We are given a convex quadrilateral $ABCD$ in the plane. (i) If there exists a point $P$ in the plane such that the areas of $\triangle ABP, \triangle BCP, \triangle CDP, \triangle DAP$ are equal, what condition must be satisfied by the quadrilateral $ABCD$? (ii) Find (with proof) the maximum possible number of such point $P$ which satisfies the condition in (i).

Given $I=[0,1]$ and $G=\{(x,y)|x,y \in I\}$, find all functions $f:G\rightarrow I$, such that $\forall x,y,z \in I$ we have: i. $f(f(x,y),z)=f(x,f(y,z))$; ii. $f(x,1)=x, f(1,y)=y$; iii. $f(zx,zy)=z^kf(x,y)$. ($k$ is a positive real number irrelevant to $x,y,z$.)

There are $10$ birds on the ground. For any $5$ of them, there are at least $4$ birds on a circle. Determine the least possible number of birds on the circle with the most birds.

Find all positive integer solutions $(x,y,z,n)$ of equation $x^{2n+1}-y^{2n+1}=xyz+2^{2n+1}$, where $n\ge 2$ and $z \le 5\times 2^{2n}$.

Find all natural numbers $n$, such that $\min_{k\in \mathbb{N}}(k^2+[n/k^2])=1991$. ($[n/k^2]$ denotes the integer part of $n/k^2$.)

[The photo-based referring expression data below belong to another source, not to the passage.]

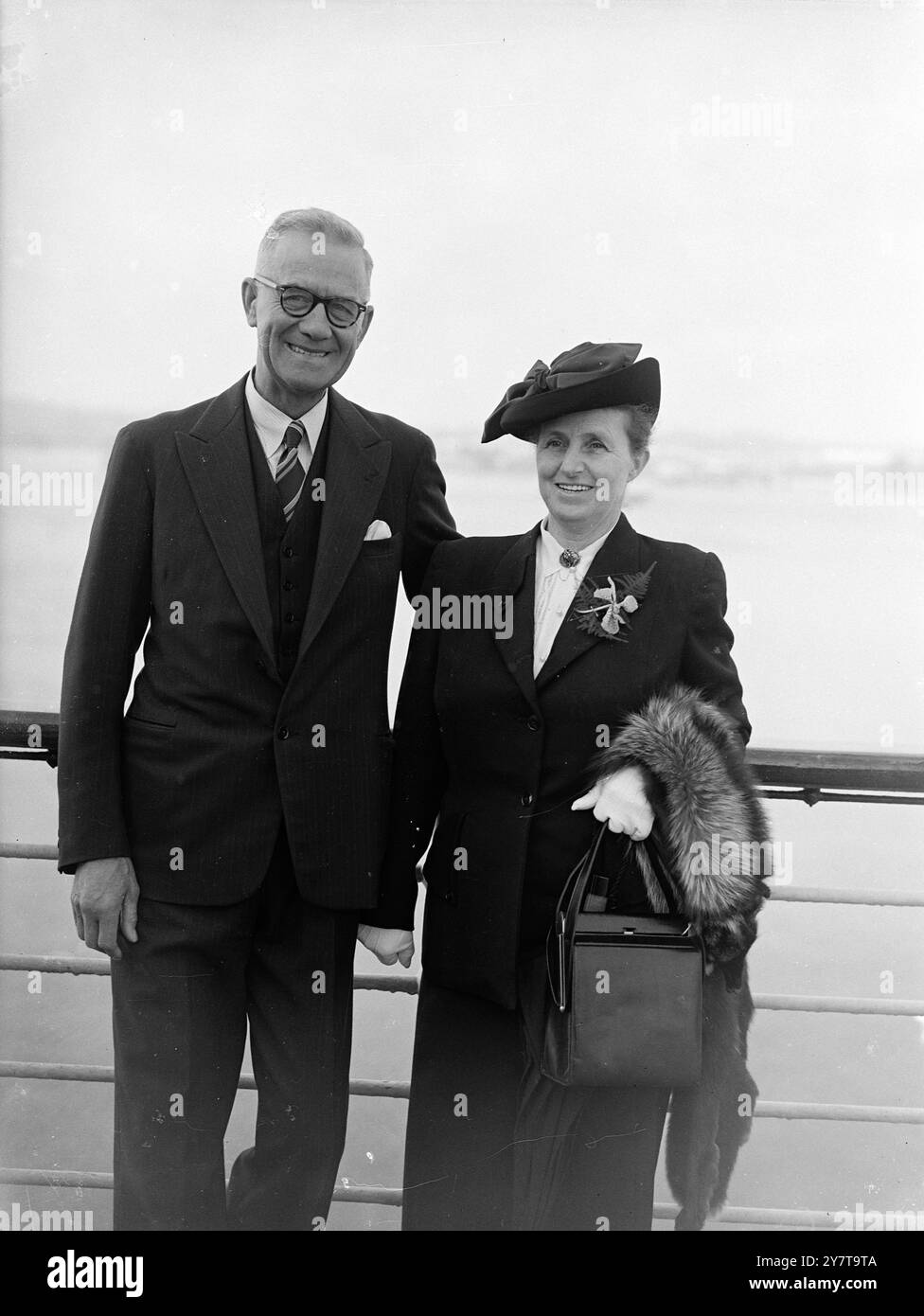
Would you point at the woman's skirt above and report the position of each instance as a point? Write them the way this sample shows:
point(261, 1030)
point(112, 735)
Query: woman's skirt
point(492, 1145)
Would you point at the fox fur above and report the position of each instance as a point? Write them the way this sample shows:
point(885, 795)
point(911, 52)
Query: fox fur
point(703, 796)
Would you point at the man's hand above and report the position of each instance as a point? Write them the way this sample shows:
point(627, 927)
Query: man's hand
point(387, 944)
point(621, 802)
point(104, 901)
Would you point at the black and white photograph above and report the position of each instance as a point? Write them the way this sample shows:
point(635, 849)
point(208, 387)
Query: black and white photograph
point(461, 655)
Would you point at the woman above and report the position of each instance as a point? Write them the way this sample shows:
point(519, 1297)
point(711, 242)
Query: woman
point(602, 688)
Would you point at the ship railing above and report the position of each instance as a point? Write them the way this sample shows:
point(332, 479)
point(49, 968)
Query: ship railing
point(808, 776)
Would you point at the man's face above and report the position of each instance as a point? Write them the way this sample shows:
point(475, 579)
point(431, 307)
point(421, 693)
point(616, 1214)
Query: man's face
point(296, 360)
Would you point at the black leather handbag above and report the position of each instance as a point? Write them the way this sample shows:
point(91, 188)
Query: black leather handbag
point(627, 991)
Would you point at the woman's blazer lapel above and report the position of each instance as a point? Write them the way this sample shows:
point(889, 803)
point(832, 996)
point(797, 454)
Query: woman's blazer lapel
point(515, 578)
point(619, 556)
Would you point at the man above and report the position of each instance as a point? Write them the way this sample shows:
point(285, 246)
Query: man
point(225, 833)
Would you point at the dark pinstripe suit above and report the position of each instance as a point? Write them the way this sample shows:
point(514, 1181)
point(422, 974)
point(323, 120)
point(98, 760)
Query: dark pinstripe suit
point(218, 772)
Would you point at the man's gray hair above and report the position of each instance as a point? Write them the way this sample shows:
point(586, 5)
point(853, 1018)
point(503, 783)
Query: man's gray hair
point(313, 222)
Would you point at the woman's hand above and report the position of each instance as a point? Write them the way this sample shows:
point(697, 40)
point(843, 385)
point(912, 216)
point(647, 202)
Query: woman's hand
point(620, 800)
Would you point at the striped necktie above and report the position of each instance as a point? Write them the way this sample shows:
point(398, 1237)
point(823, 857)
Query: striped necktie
point(290, 471)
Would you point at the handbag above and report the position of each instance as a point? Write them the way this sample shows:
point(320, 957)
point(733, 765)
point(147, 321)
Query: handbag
point(627, 991)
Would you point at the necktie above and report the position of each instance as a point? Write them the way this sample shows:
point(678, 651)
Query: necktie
point(290, 471)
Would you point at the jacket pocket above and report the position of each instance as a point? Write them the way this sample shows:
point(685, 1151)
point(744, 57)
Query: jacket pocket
point(149, 721)
point(448, 858)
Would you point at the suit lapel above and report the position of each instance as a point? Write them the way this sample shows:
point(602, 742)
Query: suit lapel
point(216, 459)
point(358, 461)
point(515, 577)
point(619, 556)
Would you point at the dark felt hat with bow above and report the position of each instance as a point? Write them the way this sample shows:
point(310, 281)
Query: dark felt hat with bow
point(593, 374)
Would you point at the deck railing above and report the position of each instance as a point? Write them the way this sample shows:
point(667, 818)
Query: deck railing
point(801, 775)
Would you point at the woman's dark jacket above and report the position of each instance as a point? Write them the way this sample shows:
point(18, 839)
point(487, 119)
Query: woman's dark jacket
point(499, 756)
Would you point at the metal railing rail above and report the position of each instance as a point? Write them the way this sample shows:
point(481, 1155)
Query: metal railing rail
point(803, 775)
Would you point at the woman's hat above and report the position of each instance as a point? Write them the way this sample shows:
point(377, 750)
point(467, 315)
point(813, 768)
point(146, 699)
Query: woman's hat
point(593, 374)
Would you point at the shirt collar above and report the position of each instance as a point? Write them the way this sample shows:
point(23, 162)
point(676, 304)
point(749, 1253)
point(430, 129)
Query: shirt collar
point(548, 552)
point(272, 424)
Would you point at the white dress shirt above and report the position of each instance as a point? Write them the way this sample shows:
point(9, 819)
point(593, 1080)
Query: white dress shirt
point(556, 587)
point(272, 425)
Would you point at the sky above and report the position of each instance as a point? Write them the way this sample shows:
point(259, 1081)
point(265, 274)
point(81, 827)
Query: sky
point(735, 186)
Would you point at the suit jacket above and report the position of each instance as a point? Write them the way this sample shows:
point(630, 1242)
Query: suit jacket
point(501, 756)
point(215, 750)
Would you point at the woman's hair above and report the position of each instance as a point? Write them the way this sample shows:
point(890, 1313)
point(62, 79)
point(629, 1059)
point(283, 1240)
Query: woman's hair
point(638, 425)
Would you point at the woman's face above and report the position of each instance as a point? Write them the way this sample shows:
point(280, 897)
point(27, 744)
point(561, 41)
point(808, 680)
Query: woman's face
point(584, 462)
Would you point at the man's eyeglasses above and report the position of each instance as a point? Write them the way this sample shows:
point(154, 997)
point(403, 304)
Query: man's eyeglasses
point(299, 302)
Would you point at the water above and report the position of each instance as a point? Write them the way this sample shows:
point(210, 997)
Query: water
point(826, 606)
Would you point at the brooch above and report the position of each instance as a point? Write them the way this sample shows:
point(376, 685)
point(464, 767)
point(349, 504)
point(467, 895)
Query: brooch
point(602, 611)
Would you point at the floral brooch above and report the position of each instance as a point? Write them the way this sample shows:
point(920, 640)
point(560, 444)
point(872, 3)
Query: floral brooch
point(602, 611)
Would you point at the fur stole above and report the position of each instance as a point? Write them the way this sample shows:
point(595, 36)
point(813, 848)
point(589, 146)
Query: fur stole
point(717, 837)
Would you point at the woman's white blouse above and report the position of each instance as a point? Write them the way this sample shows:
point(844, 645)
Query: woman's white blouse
point(556, 587)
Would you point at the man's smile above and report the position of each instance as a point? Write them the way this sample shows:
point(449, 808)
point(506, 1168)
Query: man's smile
point(307, 351)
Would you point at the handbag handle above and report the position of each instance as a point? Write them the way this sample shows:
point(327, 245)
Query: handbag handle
point(560, 934)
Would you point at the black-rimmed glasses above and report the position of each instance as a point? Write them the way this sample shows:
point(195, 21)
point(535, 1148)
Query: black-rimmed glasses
point(341, 312)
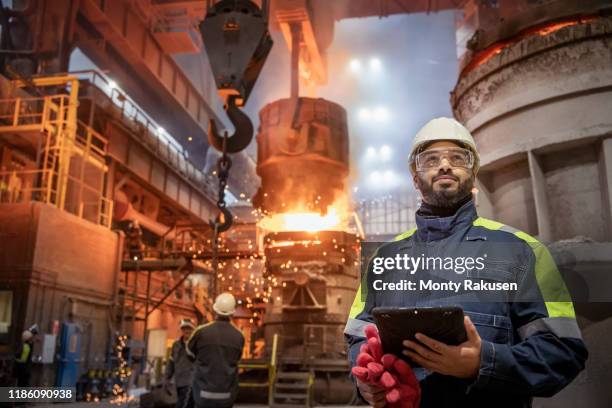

A football is covered by some polygonal pieces of leather which are sewed up by three different colors threads. It features as follows: i) any edge of a polygonal piece of leather is sewed up with an equal-length edge of another polygonal piece of leather by a certain color thread; ii) each node on the ball is vertex to exactly three polygons, and the three threads joint at the node are of different colors. Show that we can assign to each node on the ball a complex number (not equal to $1$), such that the product of the numbers assigned to the vertices of any polygonal face is equal to $1$.